Forrester laid out several reasons that companies should move to Windows Vista soon instead of waiting for Windows 7. Windows XP, for example, will enter extended support later this year and is slated to become unavailable from hardware suppliers after June 30.
Meanwhile, the release schedule, features list and requirements of Windows 7 remain unclear. Microsoft has repeatedly said that Windows 7 will be available about three years after the general availability of Windows Vista, or sometime early in 2010. Current Windows chief Steven Sinofsky is known for shipping software on time, but Microsoft in general isn't, and Windows Vista's release slipped several times.
Contrary to widespread reports of difficult upgrades in the early goings that included major incompatibility hurdles, Forrester also argued that "the returns from early adopters have been impressive." The analyst firm pointed to better administrative tools, security tools like User Account Control, and Vista's integrated search functionality.
Forrester noted that while desktop operations managers are now coming around to Vista, CIOs remain reluctant, at least somewhat due to the negative press coverage it has received and also because of a lack of early adopter stories. "Because adoption has been cautious, it's been a challenge for companies to learn from early adopters," Gray wrote.
In a separate report also issued yesterday, Gray outlined tips from successful corporate upgrades to Vista.
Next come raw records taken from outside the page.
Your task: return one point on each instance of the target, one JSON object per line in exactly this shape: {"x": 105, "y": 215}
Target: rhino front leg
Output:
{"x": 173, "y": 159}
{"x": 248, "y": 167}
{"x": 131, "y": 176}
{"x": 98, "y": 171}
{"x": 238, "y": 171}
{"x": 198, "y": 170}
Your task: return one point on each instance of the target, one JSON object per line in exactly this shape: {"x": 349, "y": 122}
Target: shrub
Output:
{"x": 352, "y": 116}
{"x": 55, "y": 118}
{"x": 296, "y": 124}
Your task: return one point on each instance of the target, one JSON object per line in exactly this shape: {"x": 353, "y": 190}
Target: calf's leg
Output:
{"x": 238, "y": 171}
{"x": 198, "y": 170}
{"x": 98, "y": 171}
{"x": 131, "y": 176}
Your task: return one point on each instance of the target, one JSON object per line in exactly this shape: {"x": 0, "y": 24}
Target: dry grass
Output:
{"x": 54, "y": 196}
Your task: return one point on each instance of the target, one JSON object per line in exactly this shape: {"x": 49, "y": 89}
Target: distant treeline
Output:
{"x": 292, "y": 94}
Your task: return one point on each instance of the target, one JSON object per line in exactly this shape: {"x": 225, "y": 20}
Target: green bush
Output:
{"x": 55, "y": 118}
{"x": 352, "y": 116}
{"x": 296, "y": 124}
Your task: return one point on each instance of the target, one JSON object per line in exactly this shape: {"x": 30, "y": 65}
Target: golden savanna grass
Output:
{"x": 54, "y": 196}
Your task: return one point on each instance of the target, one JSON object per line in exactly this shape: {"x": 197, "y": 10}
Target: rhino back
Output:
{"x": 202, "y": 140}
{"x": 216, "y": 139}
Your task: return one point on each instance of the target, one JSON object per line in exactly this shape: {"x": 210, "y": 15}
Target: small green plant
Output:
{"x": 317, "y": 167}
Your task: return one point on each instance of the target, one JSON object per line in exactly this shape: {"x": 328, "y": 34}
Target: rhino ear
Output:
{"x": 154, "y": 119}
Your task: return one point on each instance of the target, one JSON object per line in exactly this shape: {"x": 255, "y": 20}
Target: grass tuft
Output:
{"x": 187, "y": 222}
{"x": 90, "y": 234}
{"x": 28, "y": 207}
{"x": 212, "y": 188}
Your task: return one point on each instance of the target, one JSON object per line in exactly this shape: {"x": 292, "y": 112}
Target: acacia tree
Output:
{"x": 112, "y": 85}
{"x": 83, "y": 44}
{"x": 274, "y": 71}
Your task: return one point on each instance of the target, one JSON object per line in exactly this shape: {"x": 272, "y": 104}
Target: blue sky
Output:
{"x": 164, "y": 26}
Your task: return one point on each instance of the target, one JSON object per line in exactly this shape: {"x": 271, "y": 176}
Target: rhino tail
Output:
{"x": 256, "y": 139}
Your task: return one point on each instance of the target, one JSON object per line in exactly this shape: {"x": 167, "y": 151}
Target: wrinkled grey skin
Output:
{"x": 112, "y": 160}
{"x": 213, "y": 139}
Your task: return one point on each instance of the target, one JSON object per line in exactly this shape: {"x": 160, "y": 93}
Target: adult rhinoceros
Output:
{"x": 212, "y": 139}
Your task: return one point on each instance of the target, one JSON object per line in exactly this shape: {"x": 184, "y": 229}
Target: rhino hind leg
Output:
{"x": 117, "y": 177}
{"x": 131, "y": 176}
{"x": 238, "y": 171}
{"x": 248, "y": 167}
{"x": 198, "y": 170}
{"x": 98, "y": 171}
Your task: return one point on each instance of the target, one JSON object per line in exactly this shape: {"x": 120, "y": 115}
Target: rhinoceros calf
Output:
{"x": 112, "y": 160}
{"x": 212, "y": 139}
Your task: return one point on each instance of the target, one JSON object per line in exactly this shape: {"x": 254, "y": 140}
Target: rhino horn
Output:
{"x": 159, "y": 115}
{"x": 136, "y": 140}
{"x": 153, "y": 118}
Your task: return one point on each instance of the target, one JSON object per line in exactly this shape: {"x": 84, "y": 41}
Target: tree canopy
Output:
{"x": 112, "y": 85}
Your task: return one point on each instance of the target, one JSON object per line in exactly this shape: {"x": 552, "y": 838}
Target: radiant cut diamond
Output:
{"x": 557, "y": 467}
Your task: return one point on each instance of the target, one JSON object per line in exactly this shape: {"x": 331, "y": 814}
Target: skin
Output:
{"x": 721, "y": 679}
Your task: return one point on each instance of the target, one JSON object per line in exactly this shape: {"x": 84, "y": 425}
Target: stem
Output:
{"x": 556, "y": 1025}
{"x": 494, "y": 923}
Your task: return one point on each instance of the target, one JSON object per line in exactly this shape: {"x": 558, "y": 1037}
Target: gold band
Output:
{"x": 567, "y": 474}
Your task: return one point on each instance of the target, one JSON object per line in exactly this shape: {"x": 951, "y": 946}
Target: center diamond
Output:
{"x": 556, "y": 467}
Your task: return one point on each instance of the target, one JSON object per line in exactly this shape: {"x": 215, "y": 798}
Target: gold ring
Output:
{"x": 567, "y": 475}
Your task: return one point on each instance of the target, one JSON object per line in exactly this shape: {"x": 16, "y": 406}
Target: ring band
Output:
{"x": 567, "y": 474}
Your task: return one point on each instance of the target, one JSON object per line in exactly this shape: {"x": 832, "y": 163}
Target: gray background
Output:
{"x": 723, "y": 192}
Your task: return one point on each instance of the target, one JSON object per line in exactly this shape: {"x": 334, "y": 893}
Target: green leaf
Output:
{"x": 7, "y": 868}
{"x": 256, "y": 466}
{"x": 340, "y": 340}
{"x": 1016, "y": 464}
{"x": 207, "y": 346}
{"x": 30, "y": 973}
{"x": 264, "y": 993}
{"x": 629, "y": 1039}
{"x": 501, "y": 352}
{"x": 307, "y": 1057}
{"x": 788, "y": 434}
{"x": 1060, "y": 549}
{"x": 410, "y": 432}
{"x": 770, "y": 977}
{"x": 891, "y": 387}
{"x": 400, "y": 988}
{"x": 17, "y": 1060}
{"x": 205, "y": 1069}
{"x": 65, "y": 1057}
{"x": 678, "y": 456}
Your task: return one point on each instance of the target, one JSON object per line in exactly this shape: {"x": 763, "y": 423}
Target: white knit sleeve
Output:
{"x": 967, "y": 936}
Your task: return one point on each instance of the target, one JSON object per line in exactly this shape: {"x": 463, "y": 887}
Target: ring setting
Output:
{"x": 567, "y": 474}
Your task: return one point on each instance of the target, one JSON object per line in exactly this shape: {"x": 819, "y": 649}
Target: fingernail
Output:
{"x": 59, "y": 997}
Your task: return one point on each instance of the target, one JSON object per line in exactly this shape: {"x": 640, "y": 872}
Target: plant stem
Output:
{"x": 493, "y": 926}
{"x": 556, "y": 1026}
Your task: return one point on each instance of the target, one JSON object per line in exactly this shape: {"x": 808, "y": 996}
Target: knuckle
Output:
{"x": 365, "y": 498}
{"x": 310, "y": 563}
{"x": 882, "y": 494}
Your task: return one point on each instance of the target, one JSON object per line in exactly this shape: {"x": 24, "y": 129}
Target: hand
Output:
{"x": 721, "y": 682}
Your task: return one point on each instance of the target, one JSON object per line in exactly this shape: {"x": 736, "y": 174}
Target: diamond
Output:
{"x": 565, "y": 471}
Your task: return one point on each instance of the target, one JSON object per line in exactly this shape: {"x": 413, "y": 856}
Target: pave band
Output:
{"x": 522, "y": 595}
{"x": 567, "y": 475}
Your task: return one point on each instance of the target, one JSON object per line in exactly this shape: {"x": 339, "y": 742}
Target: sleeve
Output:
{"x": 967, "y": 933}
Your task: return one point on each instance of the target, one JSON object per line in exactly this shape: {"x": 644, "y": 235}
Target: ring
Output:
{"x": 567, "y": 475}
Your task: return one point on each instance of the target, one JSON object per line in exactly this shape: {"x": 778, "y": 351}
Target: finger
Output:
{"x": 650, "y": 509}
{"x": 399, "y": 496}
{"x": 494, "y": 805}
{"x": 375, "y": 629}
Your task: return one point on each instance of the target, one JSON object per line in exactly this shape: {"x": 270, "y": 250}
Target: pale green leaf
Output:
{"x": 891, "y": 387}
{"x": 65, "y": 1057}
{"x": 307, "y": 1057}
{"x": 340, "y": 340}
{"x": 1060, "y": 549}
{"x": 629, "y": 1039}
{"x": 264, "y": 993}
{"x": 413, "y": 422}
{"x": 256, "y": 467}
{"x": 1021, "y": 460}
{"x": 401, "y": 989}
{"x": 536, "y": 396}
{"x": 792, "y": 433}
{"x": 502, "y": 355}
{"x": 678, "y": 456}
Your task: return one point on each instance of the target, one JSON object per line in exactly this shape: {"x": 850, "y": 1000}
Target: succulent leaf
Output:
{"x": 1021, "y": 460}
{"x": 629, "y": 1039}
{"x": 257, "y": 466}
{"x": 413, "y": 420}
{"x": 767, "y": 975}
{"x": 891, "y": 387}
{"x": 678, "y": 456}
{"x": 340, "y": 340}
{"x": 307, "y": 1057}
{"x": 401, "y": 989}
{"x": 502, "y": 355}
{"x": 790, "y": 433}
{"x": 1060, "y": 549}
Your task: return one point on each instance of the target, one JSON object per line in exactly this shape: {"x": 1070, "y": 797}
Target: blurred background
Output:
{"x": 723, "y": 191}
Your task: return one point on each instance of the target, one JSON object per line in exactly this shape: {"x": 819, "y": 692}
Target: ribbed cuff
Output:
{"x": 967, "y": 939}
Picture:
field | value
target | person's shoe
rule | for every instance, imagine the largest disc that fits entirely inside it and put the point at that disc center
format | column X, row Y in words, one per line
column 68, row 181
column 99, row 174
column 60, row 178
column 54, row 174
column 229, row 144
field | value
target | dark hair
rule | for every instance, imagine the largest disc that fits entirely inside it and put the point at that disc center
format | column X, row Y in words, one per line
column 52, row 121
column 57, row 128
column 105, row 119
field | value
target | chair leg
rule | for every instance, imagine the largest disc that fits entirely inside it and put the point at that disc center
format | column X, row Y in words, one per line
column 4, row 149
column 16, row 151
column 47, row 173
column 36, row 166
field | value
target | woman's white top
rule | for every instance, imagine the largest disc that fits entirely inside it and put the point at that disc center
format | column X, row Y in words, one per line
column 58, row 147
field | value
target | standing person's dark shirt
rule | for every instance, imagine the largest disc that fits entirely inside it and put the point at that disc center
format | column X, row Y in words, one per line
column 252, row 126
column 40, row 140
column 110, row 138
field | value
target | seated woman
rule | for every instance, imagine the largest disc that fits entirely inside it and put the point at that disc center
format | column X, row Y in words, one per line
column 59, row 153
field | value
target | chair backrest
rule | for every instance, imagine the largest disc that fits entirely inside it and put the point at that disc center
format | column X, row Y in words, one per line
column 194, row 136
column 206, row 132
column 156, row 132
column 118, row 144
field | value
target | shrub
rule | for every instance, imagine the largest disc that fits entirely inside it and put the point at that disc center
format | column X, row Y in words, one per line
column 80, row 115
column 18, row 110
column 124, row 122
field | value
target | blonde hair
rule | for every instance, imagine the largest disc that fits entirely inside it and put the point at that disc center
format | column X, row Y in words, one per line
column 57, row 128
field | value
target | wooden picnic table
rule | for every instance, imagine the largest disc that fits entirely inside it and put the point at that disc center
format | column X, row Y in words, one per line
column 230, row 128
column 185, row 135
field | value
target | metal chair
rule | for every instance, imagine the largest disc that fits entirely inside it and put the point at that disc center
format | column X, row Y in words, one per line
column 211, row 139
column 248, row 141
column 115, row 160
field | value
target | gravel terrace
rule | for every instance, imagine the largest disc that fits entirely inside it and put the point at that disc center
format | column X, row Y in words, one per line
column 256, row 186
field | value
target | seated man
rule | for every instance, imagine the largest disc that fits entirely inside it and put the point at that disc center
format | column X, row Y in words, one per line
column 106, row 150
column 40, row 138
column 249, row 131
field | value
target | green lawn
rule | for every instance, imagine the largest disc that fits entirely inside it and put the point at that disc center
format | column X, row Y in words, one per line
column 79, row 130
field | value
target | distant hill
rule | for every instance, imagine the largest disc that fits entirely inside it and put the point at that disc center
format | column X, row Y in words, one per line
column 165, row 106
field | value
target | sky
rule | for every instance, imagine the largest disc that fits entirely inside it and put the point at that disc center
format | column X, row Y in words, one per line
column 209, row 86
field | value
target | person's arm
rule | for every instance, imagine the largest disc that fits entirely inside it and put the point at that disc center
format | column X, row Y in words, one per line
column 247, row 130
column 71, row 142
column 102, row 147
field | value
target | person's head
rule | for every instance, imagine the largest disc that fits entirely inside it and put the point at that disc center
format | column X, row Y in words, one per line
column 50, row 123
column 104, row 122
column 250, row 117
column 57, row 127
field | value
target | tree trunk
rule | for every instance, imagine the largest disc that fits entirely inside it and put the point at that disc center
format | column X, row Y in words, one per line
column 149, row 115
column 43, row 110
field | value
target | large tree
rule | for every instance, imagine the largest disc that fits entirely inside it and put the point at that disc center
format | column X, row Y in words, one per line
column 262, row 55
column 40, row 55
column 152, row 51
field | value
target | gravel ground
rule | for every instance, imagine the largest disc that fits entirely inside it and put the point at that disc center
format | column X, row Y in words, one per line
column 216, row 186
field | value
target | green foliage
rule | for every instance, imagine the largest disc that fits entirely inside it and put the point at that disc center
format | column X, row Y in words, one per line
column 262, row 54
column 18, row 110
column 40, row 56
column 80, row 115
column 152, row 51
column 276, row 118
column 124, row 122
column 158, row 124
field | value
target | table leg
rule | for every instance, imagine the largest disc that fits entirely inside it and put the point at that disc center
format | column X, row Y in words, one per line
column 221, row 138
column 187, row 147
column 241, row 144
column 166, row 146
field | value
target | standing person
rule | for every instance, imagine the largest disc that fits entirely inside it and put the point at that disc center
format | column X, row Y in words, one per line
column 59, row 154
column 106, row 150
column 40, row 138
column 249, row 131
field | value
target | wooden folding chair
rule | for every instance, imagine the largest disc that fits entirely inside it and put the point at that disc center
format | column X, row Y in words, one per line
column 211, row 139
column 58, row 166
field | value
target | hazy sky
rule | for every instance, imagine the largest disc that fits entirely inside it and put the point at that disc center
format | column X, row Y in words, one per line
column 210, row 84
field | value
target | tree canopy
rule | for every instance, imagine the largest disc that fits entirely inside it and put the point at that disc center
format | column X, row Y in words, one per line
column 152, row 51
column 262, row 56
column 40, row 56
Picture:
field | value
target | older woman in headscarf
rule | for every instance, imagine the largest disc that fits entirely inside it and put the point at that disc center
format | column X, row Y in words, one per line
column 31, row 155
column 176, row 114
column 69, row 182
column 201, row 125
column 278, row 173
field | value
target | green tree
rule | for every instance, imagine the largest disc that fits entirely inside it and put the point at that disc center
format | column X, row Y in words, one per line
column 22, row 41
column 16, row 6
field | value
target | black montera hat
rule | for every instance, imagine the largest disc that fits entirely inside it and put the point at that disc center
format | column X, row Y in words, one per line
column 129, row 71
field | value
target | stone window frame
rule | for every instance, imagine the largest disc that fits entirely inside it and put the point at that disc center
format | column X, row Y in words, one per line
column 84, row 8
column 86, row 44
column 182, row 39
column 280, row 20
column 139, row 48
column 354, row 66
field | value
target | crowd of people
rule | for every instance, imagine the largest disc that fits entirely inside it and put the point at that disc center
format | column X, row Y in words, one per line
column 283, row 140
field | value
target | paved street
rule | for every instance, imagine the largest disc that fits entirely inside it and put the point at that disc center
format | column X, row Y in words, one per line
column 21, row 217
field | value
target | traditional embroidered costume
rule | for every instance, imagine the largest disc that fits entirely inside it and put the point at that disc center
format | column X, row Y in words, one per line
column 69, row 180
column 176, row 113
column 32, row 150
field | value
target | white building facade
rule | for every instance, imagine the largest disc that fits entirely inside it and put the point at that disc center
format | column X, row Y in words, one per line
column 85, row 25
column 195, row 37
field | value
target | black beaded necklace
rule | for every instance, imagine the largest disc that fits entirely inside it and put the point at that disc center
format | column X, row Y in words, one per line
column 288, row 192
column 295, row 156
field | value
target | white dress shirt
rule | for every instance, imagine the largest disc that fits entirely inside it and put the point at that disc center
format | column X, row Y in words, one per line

He recommended, as most companies already do, tying Windows upgrades to hardware upgrade cycles, pushing software vendors to ensure app compatibility, tweaking User Account Control to make sure it doesn't constantly annoy users with security prompts and resorting to virtualization as a workaround to pesky compatibility problems.
In that report, Gray noted that custom applications developed in-house are proving a significant compatibility stumbling block for many companies, but that can be avoided by altering apps to adjust to changes to administrative rights in Windows Vista, such as requiring rights to write to the Windows Registry.
This isn't the first time analysts have urged companies not to skip Vista. Last summer, Gartner also warned clients that they shouldn't necessarily skip Windows Vista, citing Microsoft's problems releasing products on time and a complete lack of details on Windows 7's features and requirements.